Is it about perspective or blindness?
Being force-fed such images on screen and in literature was significant to any developing schema, colouring the self-image and had set me up for such a culture shock when I eventually started to travel away from my homeland and seek to forge relationships beyond Jamaica. It is difficult to say how this skewed view of the world affected those who would identify as ‘white’. Before I go on, I must confess that racist ideas were never a bother for me as I had been awakened to such things among people who found it necessary to distinguish between levels of blackness within black communities. Indeed, some of the most horrendous taunts I heard was from one black person addressing to another. Working in the City I recall a colleague with a Cockney accent being derided (behind his back) by a colleague using the Queen’s English (or it could have been his one, as I’m certain that the Queen would never do such a thing).
The rhymes, they are a-changin'!
I remain intrigued as to how all our perception, whether of ourselves or of others, have come brought us to where we are, if only to gain some understanding as to the path now find we are on. Equality, Diversity, Inclusion, EDI is not the watchword of organisations everywhere. When I started researching urban literature, book sellers looked embarrassed as I asked them to show me their collection of ‘black’ books. In one shop, I was lead from assistant to assistant and ended up finding it myself in a sub-basement, at the back, on the bottom two shelves. Well, two shelves. Not bad, was it? How things have changed, I thought recently, when I stood outside a popular book chain and scanned a display of black books across two windows. Then I discovered a book shop in Brighton dedicated to promoting black books and black writers as their main thrust . . . and they are popular with diverse readers!
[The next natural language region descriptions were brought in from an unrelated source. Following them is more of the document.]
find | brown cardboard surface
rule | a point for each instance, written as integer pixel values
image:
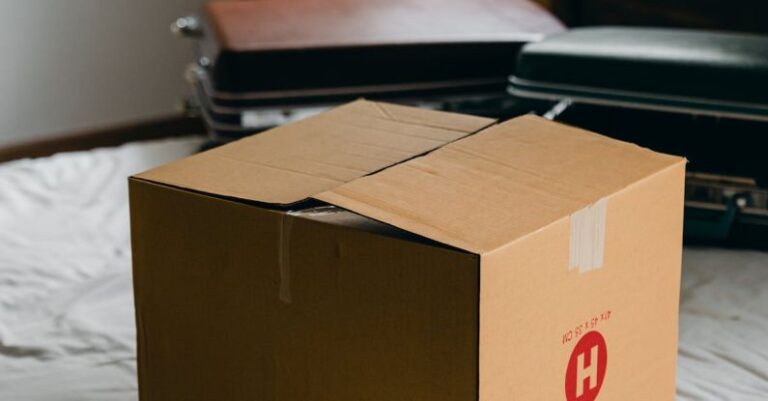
(529, 300)
(293, 162)
(367, 316)
(451, 276)
(484, 191)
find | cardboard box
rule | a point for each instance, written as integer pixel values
(463, 260)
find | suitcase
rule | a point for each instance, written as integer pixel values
(271, 60)
(692, 93)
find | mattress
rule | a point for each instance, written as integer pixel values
(66, 302)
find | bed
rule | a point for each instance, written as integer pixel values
(66, 309)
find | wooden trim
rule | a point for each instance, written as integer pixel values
(163, 127)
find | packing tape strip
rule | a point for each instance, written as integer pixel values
(284, 256)
(587, 237)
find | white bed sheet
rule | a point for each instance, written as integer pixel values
(66, 303)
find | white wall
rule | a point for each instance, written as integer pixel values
(75, 64)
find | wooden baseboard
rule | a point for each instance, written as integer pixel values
(164, 127)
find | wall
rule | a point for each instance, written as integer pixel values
(71, 65)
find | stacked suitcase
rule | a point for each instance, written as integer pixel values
(264, 63)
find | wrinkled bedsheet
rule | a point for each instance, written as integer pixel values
(66, 304)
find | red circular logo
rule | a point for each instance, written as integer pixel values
(586, 368)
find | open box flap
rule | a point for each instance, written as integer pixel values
(486, 190)
(293, 162)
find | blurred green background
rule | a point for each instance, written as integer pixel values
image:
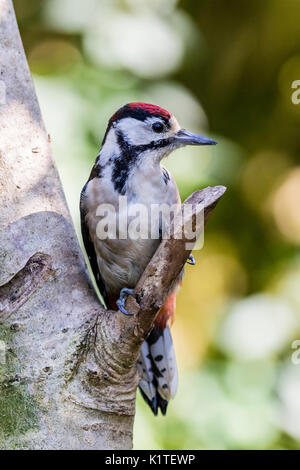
(225, 69)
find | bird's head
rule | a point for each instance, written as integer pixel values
(146, 128)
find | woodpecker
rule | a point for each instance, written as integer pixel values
(137, 138)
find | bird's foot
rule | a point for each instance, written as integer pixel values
(122, 299)
(191, 260)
Is this about being woke, then?
So, I carry no placard nor am I part of any anti- this-or-that movement. Instead, I celebrate that, at long last, the multimedia age has awoken to the abundance of creativity in society and unleashed myriad of short-stories, poems, plays and novels bursting from ethnic creators. What became an unstoppable force in the music world is now evident in literary arts, where readers may now choose from much widened spectrum of flavours as they seek to be thrilled, horrified, mystified or else lost in romance and drama. There is even black sci-fi!
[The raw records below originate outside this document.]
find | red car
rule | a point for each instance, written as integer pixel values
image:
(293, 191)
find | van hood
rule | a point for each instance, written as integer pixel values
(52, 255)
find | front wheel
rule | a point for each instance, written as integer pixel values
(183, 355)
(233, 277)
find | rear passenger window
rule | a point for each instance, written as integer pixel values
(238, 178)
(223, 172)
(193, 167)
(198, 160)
Wait, just a cotton-pickin' minute...
I cannot conclude this blog with asking what took the gatekeepers so long to open the door? When I first enquired, they said it was your fault. Yes, you, the paying public. They told me that because you were not interested in buying such books then they were not going to stock them. Seemed fair to me at first, then I got to thinking, how would you ever choose to buy what you did not know existed? When I first saw melon ice-cream, I was very unsure until the nice lady said, would you like to taste first? Now, I just can’t get enough. The media does have a lot to answer for, havubng the power to embed ideas and disperse philosophies with the power to impact groups and individuals is diverse ways. Today, we hear the outcry for regulation, in particular as some young persons have take their lives as a result of their social media activities. Oh dear, will regulation mean more gatekeepers?